Bernadette Thompson OBE, Director of Equality and Diversity, Kings College Hospital, said:
“I work in the NHS and this year we are celebrating 75 years too. This, however, is a strong reminder that without Windrush 75, there would be no NHS 75. A significant number of the Windrush generation and their descendants came to work in the NHS, often amidst a backdrop of racism, and helped shape the organisation we have today. We must weave this into the fabric of NHS’s history.”
Lisa Williams, Founder of the Edinburgh Caribbean Association, said:
“Our Windrush 75 event will help pay respect to the Windrush generation and their descendants by bringing people together in a celebration of our rich cultural heritage and contributions to Scotland.

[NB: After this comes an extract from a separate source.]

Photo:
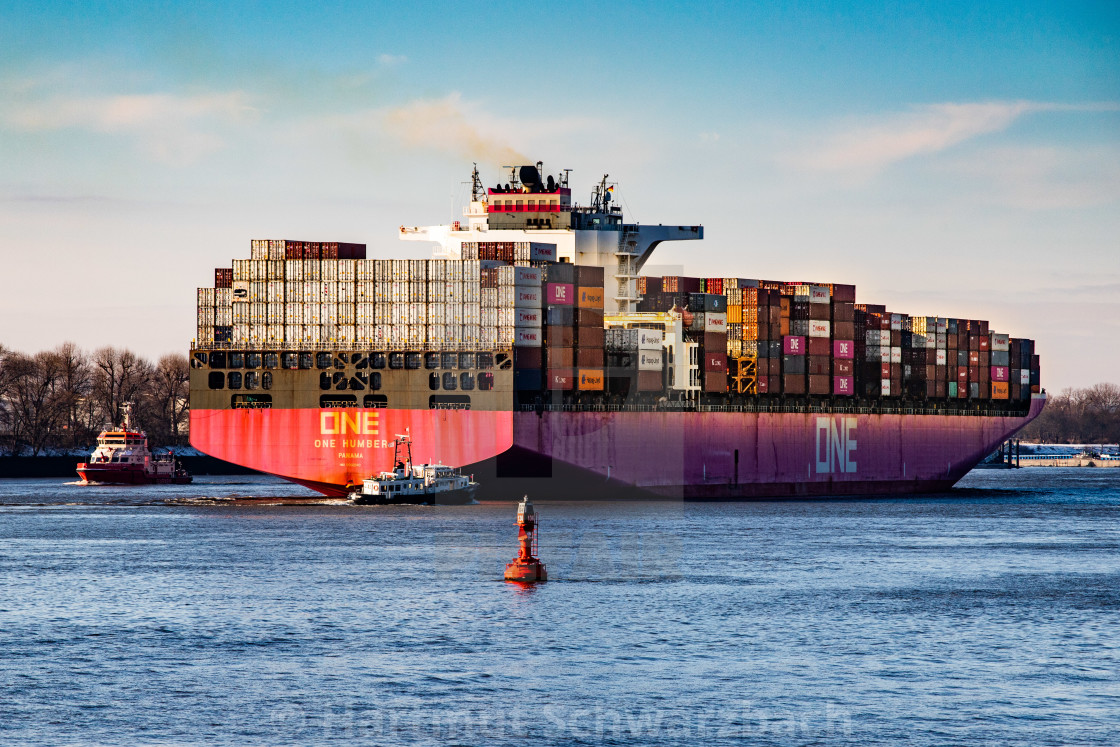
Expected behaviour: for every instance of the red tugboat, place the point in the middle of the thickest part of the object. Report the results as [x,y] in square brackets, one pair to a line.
[122,458]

“The Windrush brought back hundreds of service people who had fought for Britain in WW2. Our celebration of the Windrush generation in Scotland will also include the lumberjacks from British Honduras (Belize) who aided the war effort.”

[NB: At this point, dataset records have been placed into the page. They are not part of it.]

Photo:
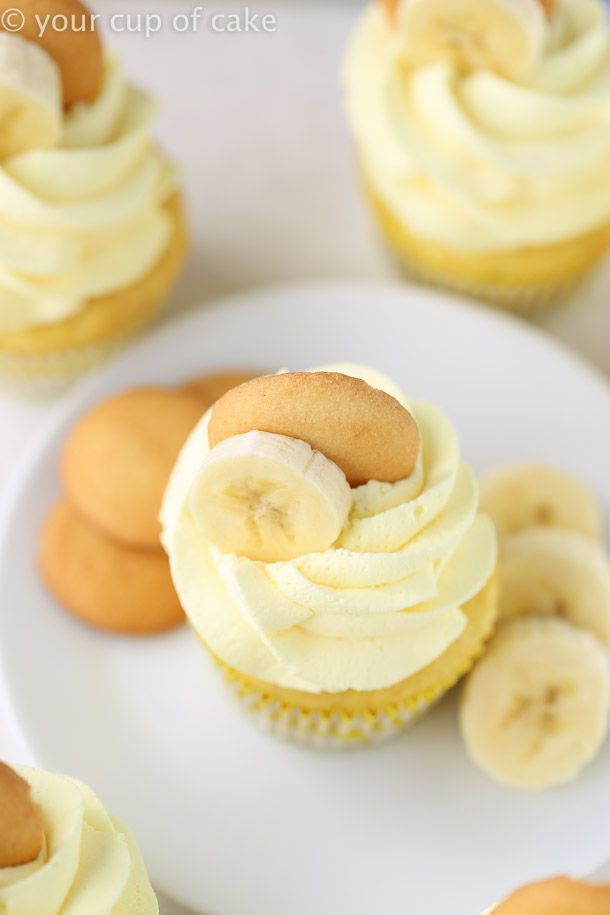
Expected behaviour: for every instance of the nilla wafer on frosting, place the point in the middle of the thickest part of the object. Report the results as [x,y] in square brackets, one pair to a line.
[365,431]
[66,30]
[21,823]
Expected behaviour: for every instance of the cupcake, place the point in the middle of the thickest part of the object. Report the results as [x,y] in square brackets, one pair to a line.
[480,130]
[61,852]
[325,543]
[92,235]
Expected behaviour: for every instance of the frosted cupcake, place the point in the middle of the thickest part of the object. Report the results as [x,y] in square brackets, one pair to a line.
[325,543]
[91,228]
[60,852]
[481,133]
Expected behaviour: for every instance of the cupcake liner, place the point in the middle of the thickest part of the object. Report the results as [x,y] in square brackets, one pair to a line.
[340,728]
[46,375]
[520,299]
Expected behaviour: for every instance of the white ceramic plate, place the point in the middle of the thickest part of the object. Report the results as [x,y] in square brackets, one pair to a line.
[233,822]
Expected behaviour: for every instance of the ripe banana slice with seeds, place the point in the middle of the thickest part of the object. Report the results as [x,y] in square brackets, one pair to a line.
[269,497]
[535,709]
[30,97]
[547,572]
[505,36]
[532,495]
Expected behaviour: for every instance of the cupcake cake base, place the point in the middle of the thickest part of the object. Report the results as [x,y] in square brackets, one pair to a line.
[42,360]
[353,719]
[521,281]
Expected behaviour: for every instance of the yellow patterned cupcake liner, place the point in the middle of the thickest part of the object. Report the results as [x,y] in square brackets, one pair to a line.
[521,281]
[44,360]
[352,719]
[339,729]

Michelle Bramble, Founder of the North Kent Caribbean Network, said:
“The Windrush Generation paved the way for their descendants to succeed. I hope the work we do for Windrush 75 will keep the memory of their strength and spirit alive and serves to inspire future generations.”

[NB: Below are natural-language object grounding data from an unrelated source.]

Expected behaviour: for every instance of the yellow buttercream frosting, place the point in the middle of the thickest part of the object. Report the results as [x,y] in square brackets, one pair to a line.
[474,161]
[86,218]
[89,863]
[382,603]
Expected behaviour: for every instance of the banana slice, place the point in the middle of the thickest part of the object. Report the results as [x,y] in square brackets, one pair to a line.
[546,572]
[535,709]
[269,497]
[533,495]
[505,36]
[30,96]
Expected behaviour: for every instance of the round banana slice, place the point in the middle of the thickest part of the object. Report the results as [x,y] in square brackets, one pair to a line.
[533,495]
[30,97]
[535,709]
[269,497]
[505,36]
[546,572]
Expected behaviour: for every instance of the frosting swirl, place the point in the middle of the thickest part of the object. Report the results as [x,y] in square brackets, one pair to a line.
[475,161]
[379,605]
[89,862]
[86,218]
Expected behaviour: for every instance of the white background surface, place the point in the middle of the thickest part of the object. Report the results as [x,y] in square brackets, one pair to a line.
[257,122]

Zita Holbourne, Windrush Justice, Equality and Human Rights campaigner, Author and Artist, said:
“Marking the 75th anniversary is crucial to honouring the lives, contributions and achievements of the Windrush Generation in their lifetimes. The Windrush Scandal has had and continues to have devastating impacts. We have already lost too many of our Windrush elders because of it. Whilst we continue to fight for justice and compensation it is the appropriate time to celebrate, acknowledge, connect and amplify the lives and stories and contributions made to benefit Britain by the Windrush Generation and their descendants.”
Judith Chernaik, Director of Poems on the Underground, said:
“Poems on the Underground celebrates the huge contribution Caribbean
voices have made to British life, as poems by Caribbean and British Caribbean poets circle London Underground stations this summer.”
Stewart Kellett, CEO of Basketball England, said:
“It is right to celebrate and acknowledge the huge contribution the Windrush Generation and their descendants have made to British society, making our country culturally richer, often in challenging and prejudicial environments.
“Whether as players, coaches, officials, volunteers or supporters, the African-Caribbean community has used basketball for good, giving people – young and old – a sense of self-worth and self-esteem. Through their love of the game, they have changed and shaped the lives of many from all walks of life across England.”
Jo Sheedy, Fairfield Centre Manager, Mole Valley District Council, said:
“Our aim is to inform and educate our local community who mostly hadn’t heard of the Windrush and the courage and bravery shown by the people aboard who left their Islands to help build ours.”
Black Culture Market said:
“The Windrush generation holds immense cultural and historical significance within the Black community and Britain. Marking the anniversary allows us to honour their enduring legacy and celebrate their invaluable contributions, ensuring their stories and achievements are cherished and remembered for generations to come.”
Geeta Nanda OBE, Chief Executive of MTVH (Metropolitan Thames Valley Housing) said:
“Windrush 75 is an opportunity to celebrate our organisation’s heritage which is proudly rooted in providing good quality homes to members of the Windrush generation, who dreamed of a better tomorrow but often faced squalid conditions and discrimination on arrival in Britain.
“We are marking Windrush 75 with a wide range of events for residents and colleagues which further cement this connection. They include naming new social housing after a Windrush pioneer who was also a founder of what would become MTVH. We are also unveiling a blue plaque at the home of a key writer and historian whose work shaped the way those who arrived from the Caribbean are remembered.”